In this code I'm trying to separately normalize two independent probability densities and then combine them to get the joint probability density that's normalized and then use it to calculate the probability that the two variables are equal. fD(x) is a Gaussian divided by x^2 and fA(x) is a Gaussian. The first problem occurs when I'm checking the normalization of the joint probability density by doing the double integral over all space for fD(x)*fA(y)dxdy, I get weird vanishing number when the parameter "hartree" takes a certain value, namely 27.211. If I change hartree to 27 or 1 or 2 it all worked, but 27.211 is not good. Also later when I do a single integral over all space for fD(x)*fA(x)dx to get the probability that these two are equal, I find the result is dependent on hartree.

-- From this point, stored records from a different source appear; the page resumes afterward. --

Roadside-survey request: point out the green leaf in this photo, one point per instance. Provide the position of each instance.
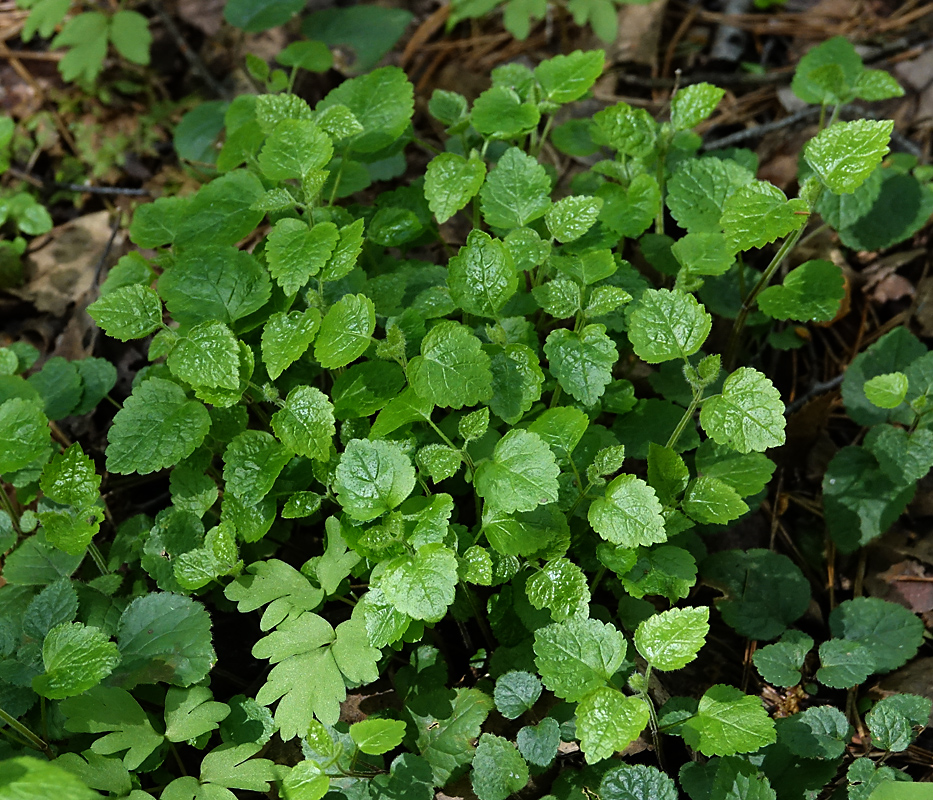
(293, 149)
(729, 722)
(844, 664)
(447, 742)
(70, 478)
(421, 585)
(516, 692)
(252, 462)
(891, 632)
(208, 355)
(129, 33)
(382, 102)
(846, 153)
(608, 722)
(748, 415)
(567, 78)
(295, 252)
(570, 218)
(346, 331)
(765, 592)
(561, 587)
(810, 293)
(286, 337)
(498, 768)
(116, 713)
(693, 104)
(780, 663)
(214, 283)
(164, 637)
(377, 736)
(758, 213)
(482, 276)
(895, 721)
(860, 497)
(577, 656)
(372, 477)
(711, 501)
(128, 312)
(190, 713)
(450, 182)
(629, 514)
(516, 191)
(75, 659)
(156, 428)
(886, 391)
(582, 362)
(671, 640)
(499, 113)
(516, 381)
(538, 743)
(664, 325)
(521, 475)
(818, 732)
(699, 189)
(24, 430)
(86, 34)
(636, 781)
(452, 370)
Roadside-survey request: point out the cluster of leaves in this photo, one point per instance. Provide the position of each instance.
(455, 451)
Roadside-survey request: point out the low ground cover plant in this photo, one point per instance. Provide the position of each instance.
(398, 435)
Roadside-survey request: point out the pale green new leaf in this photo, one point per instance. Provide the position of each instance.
(129, 312)
(521, 475)
(628, 514)
(156, 428)
(346, 331)
(608, 722)
(482, 276)
(286, 337)
(372, 477)
(452, 370)
(450, 182)
(306, 423)
(581, 361)
(748, 415)
(577, 656)
(75, 659)
(845, 154)
(671, 639)
(665, 324)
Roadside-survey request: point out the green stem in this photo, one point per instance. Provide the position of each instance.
(22, 730)
(688, 415)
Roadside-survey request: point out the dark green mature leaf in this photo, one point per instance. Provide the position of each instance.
(164, 637)
(372, 477)
(629, 514)
(498, 768)
(521, 475)
(609, 721)
(748, 415)
(452, 370)
(156, 428)
(665, 324)
(810, 293)
(728, 722)
(482, 276)
(845, 154)
(582, 362)
(577, 656)
(214, 282)
(516, 191)
(765, 592)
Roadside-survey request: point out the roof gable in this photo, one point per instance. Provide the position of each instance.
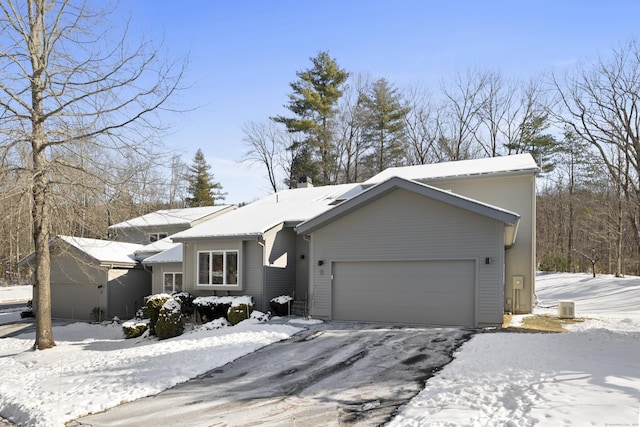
(394, 183)
(186, 217)
(288, 206)
(173, 254)
(103, 251)
(460, 168)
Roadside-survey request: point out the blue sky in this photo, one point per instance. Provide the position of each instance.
(243, 54)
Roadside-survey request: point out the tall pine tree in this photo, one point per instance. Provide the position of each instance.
(384, 128)
(314, 103)
(203, 190)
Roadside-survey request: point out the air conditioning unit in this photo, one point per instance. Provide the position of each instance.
(566, 309)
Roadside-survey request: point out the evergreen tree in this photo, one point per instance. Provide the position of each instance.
(313, 102)
(384, 131)
(203, 190)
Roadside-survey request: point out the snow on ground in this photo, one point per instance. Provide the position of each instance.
(93, 367)
(590, 376)
(15, 293)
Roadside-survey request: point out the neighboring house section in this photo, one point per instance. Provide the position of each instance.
(406, 252)
(254, 250)
(160, 224)
(94, 279)
(167, 270)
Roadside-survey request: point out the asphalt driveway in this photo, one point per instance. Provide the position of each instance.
(330, 374)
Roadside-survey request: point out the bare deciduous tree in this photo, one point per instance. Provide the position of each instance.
(67, 82)
(266, 145)
(600, 103)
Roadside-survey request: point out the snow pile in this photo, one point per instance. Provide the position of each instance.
(16, 293)
(590, 376)
(94, 368)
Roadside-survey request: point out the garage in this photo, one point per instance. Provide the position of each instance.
(436, 292)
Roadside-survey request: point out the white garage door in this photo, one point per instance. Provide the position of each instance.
(424, 292)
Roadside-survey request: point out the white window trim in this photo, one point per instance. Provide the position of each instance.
(219, 286)
(158, 236)
(173, 274)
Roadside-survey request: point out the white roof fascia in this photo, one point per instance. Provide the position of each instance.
(379, 190)
(503, 165)
(108, 253)
(251, 221)
(186, 217)
(172, 255)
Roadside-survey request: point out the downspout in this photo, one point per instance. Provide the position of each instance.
(260, 241)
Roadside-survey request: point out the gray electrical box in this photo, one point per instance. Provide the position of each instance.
(517, 282)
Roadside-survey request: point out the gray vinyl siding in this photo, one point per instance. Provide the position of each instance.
(71, 266)
(75, 301)
(405, 226)
(280, 245)
(515, 192)
(251, 271)
(157, 285)
(303, 255)
(126, 291)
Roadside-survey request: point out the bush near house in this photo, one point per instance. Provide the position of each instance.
(186, 303)
(170, 320)
(211, 308)
(151, 309)
(135, 328)
(240, 310)
(280, 305)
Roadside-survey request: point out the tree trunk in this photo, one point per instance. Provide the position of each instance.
(40, 212)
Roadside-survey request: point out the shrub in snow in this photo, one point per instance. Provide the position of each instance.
(186, 302)
(170, 320)
(216, 324)
(151, 309)
(135, 328)
(260, 316)
(280, 305)
(28, 311)
(239, 312)
(211, 308)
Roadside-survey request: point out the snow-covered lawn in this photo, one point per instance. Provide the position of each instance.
(590, 376)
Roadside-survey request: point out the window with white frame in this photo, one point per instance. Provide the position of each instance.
(218, 268)
(154, 237)
(172, 282)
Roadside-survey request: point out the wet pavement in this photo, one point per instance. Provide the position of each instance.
(331, 374)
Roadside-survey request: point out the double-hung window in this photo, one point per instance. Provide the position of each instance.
(218, 268)
(172, 282)
(154, 237)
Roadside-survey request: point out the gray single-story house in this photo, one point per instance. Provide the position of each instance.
(443, 244)
(253, 250)
(155, 226)
(95, 279)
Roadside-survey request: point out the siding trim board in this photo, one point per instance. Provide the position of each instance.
(421, 291)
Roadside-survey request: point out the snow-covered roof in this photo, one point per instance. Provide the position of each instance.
(173, 254)
(507, 217)
(292, 206)
(172, 217)
(493, 165)
(104, 251)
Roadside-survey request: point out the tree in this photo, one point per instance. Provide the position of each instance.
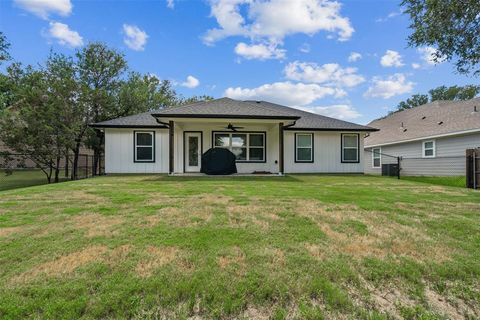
(33, 130)
(100, 70)
(4, 46)
(453, 93)
(451, 26)
(415, 101)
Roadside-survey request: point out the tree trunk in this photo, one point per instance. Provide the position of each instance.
(67, 160)
(57, 169)
(76, 153)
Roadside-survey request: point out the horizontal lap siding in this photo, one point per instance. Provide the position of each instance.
(449, 160)
(327, 154)
(119, 152)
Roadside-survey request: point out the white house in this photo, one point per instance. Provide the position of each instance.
(431, 139)
(265, 137)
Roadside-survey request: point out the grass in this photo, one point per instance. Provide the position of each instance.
(295, 247)
(454, 181)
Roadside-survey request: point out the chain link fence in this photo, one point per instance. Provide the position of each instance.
(19, 170)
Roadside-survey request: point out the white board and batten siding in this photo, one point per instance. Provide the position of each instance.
(119, 152)
(327, 153)
(449, 157)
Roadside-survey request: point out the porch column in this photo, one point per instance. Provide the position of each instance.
(280, 148)
(171, 156)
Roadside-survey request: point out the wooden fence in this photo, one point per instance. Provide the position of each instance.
(473, 168)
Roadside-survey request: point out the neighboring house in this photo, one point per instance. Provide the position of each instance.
(431, 139)
(265, 137)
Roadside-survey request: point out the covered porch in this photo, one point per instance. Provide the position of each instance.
(257, 143)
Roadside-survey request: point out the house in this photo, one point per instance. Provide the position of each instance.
(431, 139)
(265, 137)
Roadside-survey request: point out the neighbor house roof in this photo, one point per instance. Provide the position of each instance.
(430, 120)
(235, 109)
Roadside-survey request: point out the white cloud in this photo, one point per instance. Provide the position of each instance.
(64, 35)
(191, 82)
(391, 86)
(134, 37)
(331, 74)
(305, 48)
(428, 54)
(259, 51)
(391, 59)
(43, 8)
(354, 56)
(389, 16)
(286, 93)
(338, 111)
(273, 20)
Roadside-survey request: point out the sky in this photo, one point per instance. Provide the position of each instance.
(346, 59)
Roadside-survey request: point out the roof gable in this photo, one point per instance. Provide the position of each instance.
(432, 119)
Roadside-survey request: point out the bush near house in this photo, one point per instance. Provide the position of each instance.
(297, 247)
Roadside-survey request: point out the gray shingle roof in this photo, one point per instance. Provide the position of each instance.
(229, 108)
(432, 119)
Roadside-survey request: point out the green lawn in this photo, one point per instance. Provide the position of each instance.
(295, 247)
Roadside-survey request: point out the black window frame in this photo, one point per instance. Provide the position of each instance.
(312, 136)
(341, 148)
(135, 132)
(264, 133)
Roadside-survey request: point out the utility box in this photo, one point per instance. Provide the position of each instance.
(390, 169)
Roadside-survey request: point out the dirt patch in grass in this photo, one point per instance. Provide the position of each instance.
(63, 265)
(235, 259)
(96, 225)
(5, 232)
(156, 258)
(456, 311)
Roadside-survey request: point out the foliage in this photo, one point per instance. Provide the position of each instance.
(451, 26)
(453, 93)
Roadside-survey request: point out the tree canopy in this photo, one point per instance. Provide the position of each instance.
(453, 93)
(451, 26)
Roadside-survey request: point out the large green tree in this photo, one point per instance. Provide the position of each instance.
(451, 26)
(100, 71)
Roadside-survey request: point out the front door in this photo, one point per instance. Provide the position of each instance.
(193, 151)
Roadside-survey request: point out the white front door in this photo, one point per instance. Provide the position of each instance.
(193, 151)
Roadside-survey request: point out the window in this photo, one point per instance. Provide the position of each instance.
(246, 146)
(303, 147)
(376, 157)
(350, 144)
(144, 146)
(428, 149)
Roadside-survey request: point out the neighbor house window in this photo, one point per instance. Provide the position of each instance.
(246, 146)
(350, 146)
(428, 149)
(303, 147)
(144, 148)
(376, 157)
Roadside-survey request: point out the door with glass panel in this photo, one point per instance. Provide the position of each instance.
(193, 151)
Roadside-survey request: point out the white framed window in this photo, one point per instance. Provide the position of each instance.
(350, 147)
(144, 146)
(376, 158)
(303, 147)
(246, 146)
(428, 149)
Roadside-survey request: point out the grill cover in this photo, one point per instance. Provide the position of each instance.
(218, 161)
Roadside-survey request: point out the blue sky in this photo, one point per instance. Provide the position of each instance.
(346, 59)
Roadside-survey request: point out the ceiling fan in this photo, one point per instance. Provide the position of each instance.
(232, 127)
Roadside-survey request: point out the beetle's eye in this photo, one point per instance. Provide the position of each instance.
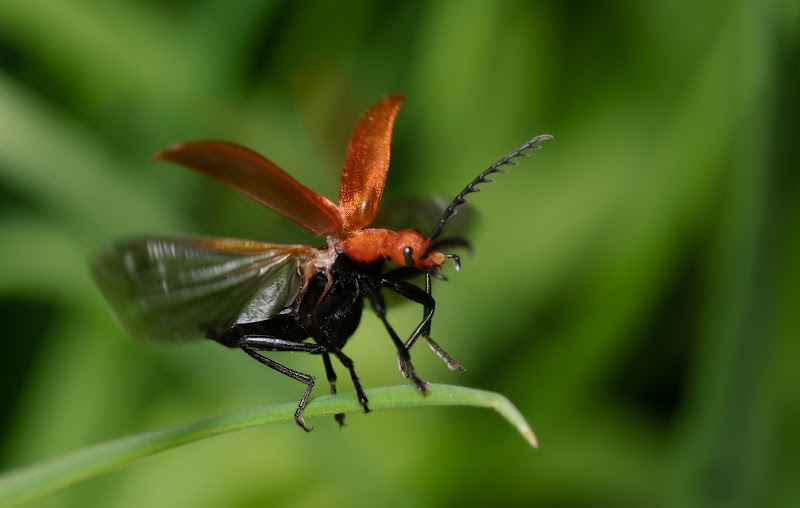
(408, 256)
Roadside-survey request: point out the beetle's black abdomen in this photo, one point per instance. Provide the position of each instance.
(329, 318)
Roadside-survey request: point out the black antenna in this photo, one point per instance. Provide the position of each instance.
(508, 160)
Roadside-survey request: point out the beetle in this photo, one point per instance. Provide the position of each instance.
(263, 297)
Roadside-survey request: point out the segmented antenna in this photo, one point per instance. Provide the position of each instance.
(508, 160)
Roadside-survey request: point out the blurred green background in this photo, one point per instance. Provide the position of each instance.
(633, 283)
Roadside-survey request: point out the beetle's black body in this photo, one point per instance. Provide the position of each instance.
(329, 316)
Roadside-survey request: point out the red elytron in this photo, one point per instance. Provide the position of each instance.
(267, 297)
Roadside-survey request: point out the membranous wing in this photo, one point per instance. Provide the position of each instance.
(171, 289)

This hartree thing is a unit conversion in my physical problem and in principle should not interfere with either the normalization or the probability result at all. I suspect this is a coding bug but I can't find what it is. I'd appreciate any input.
Thank you very much!
Edit: I found out that the problem with the double integral normalization may have something to do with the discretization for numerical evaluation of the integral, since if I change the lower bound to 1/hartree and upper to 10/hartree then it's fine, however if I use lower bound at 1/hartree and upper at 5/hartree it doesn't work, although the distribution has no value between 5/hartree and 10/hartree. However after this is fixed I still have the problem with the single integral over all space for fD(x)*fA(x)dx changing with hartree. Well as a probability I would expect the integral to be bound between 0 and 1, but since it almost linearly depends on hartree, at hartree around 27 I would get the integral value to be about 25, which doesn't make sense. In fact, I now suspect it is not Maple, but my calculation of the probability of the two random variables taking the same value is wrong, I'd appreciate it very much if someone can confirm this.